Het grootste gedeelte van het plangebied ‘Dorp Odijk 2012’ ligt binnen de rode bebouwingscontour (zie bijgaande figuur). Een aantal delen van het plangebied valt buiten de rode contour wat vooral komt door de afstemming met de plancontour van het aangrenzende bestemmingsplan ‘Buitengebied Bunnik 2011’.

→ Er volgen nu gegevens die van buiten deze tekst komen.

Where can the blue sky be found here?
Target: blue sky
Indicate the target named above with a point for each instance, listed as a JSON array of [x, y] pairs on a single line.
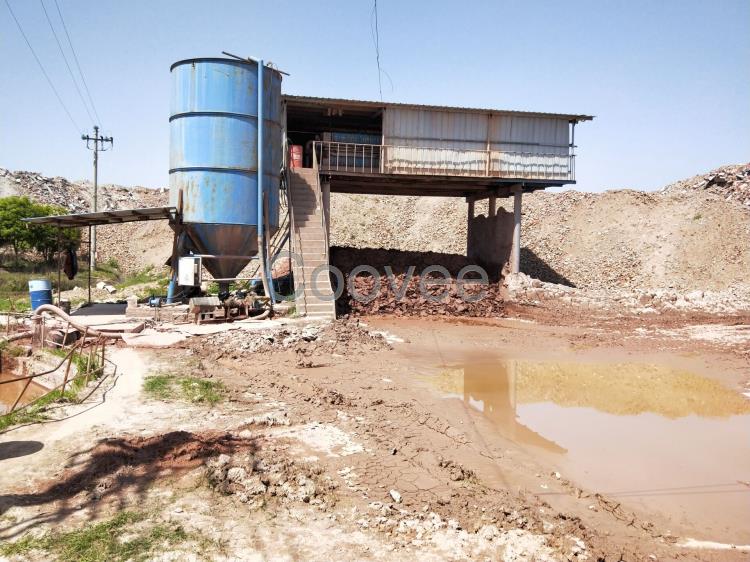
[[669, 80]]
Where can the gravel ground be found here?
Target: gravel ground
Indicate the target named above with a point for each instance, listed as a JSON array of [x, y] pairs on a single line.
[[689, 236]]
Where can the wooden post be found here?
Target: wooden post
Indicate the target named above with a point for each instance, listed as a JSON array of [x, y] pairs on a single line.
[[67, 371], [59, 265], [88, 363], [20, 394], [104, 343]]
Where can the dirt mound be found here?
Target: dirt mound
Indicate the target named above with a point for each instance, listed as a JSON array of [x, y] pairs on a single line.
[[135, 246], [264, 476], [116, 464], [413, 292], [690, 236], [730, 182]]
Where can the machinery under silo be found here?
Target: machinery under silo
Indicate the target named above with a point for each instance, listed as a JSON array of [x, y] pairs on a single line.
[[221, 135]]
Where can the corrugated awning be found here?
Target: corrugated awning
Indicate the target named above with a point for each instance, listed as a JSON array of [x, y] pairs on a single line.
[[107, 217], [303, 101]]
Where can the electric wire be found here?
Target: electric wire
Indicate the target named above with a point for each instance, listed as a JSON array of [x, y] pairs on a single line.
[[78, 65], [41, 67], [377, 48], [67, 64]]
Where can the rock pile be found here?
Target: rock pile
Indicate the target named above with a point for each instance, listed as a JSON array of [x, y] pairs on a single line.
[[77, 197], [135, 246], [422, 297], [340, 336], [691, 236], [730, 182], [262, 476], [523, 288]]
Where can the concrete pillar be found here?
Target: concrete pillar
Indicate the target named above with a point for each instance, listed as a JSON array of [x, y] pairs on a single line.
[[469, 224], [515, 259]]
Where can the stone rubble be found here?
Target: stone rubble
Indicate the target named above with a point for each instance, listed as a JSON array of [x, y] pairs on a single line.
[[730, 182], [525, 289]]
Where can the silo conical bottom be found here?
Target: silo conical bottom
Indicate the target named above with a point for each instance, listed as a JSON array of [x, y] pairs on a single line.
[[224, 240]]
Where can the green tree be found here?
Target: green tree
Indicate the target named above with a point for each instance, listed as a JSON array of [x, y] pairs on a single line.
[[22, 236], [14, 232]]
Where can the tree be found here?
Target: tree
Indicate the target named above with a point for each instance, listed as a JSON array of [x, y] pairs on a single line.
[[42, 238], [13, 231]]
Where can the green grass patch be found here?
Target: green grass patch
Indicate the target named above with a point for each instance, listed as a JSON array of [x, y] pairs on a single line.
[[36, 411], [189, 389], [127, 536]]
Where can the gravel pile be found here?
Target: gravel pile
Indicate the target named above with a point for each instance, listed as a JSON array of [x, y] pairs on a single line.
[[691, 236], [77, 197], [340, 336], [134, 246], [529, 290], [730, 182]]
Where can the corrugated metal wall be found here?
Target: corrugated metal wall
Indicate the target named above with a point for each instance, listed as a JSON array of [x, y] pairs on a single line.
[[468, 143]]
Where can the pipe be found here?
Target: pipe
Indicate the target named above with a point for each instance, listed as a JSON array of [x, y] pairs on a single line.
[[262, 316], [18, 336], [260, 145], [172, 286], [61, 314]]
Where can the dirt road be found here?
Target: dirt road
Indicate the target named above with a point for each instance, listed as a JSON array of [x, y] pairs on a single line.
[[479, 439]]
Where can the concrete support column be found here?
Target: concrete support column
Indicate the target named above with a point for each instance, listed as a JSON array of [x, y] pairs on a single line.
[[515, 257], [469, 223]]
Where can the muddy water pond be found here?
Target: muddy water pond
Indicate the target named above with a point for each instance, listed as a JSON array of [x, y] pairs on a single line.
[[651, 436]]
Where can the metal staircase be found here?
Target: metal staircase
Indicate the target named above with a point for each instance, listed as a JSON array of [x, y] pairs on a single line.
[[309, 233]]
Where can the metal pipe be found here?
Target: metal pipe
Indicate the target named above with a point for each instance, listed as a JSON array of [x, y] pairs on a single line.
[[80, 327], [260, 147], [516, 254]]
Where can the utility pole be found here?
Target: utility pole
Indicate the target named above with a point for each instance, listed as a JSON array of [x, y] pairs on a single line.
[[99, 145]]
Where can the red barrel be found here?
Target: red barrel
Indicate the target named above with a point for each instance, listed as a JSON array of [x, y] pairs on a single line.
[[295, 156]]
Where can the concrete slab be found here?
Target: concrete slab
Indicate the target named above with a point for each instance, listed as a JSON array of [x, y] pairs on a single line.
[[153, 339]]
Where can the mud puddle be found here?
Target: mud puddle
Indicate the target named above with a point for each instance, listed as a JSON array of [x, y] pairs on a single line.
[[655, 438]]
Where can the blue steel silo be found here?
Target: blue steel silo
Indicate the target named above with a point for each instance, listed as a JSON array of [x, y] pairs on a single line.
[[213, 156]]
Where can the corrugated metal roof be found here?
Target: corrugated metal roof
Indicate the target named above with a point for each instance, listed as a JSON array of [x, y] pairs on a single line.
[[384, 105], [106, 217]]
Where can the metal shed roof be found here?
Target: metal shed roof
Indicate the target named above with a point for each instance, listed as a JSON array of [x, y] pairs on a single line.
[[364, 104], [107, 217]]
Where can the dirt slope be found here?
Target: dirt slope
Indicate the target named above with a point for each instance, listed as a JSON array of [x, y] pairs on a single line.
[[134, 245], [691, 235]]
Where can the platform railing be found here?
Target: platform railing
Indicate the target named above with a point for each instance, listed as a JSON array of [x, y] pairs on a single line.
[[555, 163]]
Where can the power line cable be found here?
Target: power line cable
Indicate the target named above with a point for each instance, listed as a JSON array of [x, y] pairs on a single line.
[[67, 64], [377, 48], [78, 65], [41, 67]]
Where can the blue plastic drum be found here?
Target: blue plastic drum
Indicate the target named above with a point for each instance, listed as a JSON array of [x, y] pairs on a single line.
[[40, 291]]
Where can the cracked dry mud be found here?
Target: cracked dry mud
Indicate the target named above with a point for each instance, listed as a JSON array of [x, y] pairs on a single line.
[[349, 455]]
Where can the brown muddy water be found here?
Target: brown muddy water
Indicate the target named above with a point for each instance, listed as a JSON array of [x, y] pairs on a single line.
[[651, 436]]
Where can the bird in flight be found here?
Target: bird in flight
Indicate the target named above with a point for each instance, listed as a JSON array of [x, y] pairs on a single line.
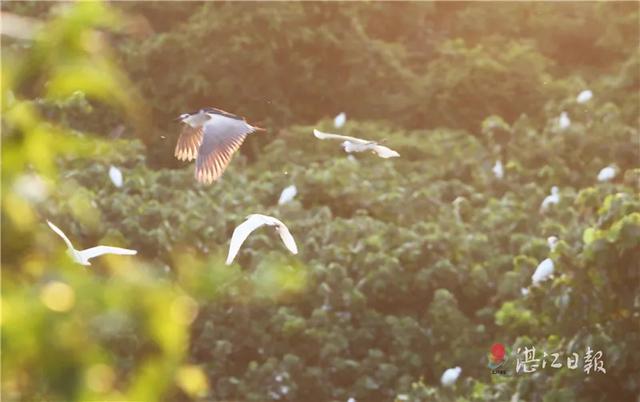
[[82, 257], [211, 136], [353, 144], [253, 222], [288, 194]]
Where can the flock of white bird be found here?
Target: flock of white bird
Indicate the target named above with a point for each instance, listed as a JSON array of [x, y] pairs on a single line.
[[211, 136]]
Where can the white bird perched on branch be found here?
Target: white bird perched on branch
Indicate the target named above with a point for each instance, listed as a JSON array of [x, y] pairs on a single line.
[[564, 121], [552, 198], [543, 271], [498, 169], [83, 256], [116, 176], [353, 144], [288, 194], [211, 136], [253, 222], [450, 376], [607, 173], [584, 96]]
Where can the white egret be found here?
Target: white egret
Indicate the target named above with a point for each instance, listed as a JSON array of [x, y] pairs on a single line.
[[288, 194], [353, 144], [543, 271], [211, 136], [116, 176], [253, 222], [82, 257], [551, 199], [607, 173], [339, 120], [498, 169], [584, 96], [564, 121], [450, 376]]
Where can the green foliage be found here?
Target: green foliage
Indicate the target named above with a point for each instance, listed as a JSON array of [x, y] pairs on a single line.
[[407, 266]]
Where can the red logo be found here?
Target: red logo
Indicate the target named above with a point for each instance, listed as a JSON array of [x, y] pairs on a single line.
[[498, 355]]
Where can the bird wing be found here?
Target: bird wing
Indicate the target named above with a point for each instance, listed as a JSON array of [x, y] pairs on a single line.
[[240, 234], [100, 250], [61, 234], [287, 238], [188, 143], [385, 152], [329, 136], [222, 136], [287, 194]]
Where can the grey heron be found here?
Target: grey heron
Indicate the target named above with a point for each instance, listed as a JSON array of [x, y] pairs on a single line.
[[211, 137]]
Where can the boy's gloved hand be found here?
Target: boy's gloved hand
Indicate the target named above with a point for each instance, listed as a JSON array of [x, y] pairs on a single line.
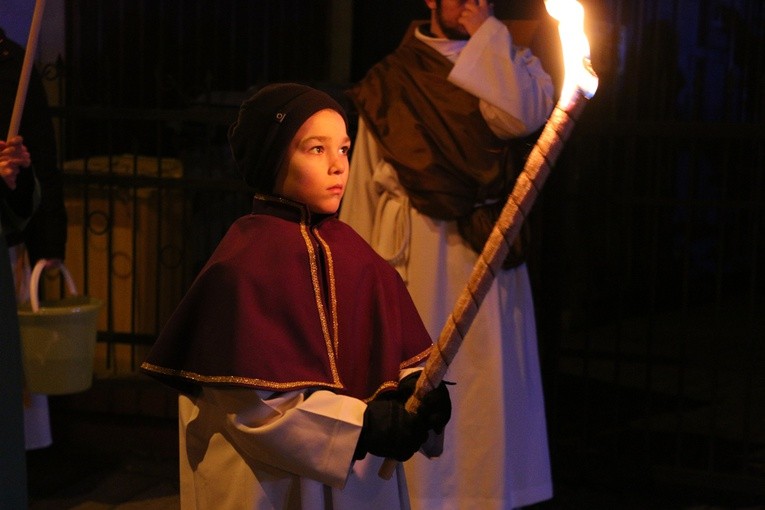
[[391, 431], [435, 408]]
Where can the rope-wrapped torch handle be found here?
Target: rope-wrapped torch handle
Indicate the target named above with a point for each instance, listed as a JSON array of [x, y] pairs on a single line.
[[527, 187]]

Algemene beleidslijn landelijk gebied: ruimte voor dynamiek en kwaliteit
Om de kwaliteit en vitaliteit van het landelijk gebied te kunnen behouden voert de provincie een terughoudend beleid als het gaat om de ontwikkeling van niet aan het landelijk gebied gekoppelde functies. Slechts onder voorwaarden, met name ten aanzien van de kwaliteit van het landelijk gebied en van de vitaliteit van al aanwezige functies zijn ontwikkelingen van niet landelijk gebied functies aanvaardbaar. Daarbij gaat het dan om:
- kernrandzones waarbij ruimte moet zijn voor stedelijke (gelieerde) functies en een verbetering van de ruimtelijke kwaliteit wordt nagestreefd;
- recreatiezones waar sprake is van een recreatieve opgave die ook door rood-voor-groenconstructies moet kunnen worden gerealiseerd;
- gebieden binnen en direct grenzend aan de groene contour, waar nieuwe natuurgebieden met behulp van alternatieve financieringsmogelijkheden kunnen worden gerealiseerd.
Buiten deze gebieden is de inzet van rood-voor-groen niet mogelijk, behoudens kleinschalige verbetering vanuit bestaande bouwpercelen. De gebieden in het plangebied die buiten de rode contour liggen, zijn in de PRS aangeduid als kernrandzone. Voor het borgen en verbeteren van de kwaliteit van de kernrandzone en voor het ondersteunen van het functioneren ervan richt de provincie het beleid op het in de kernrandzone mogelijk maken van nieuwe stedelijk gelieerde functies.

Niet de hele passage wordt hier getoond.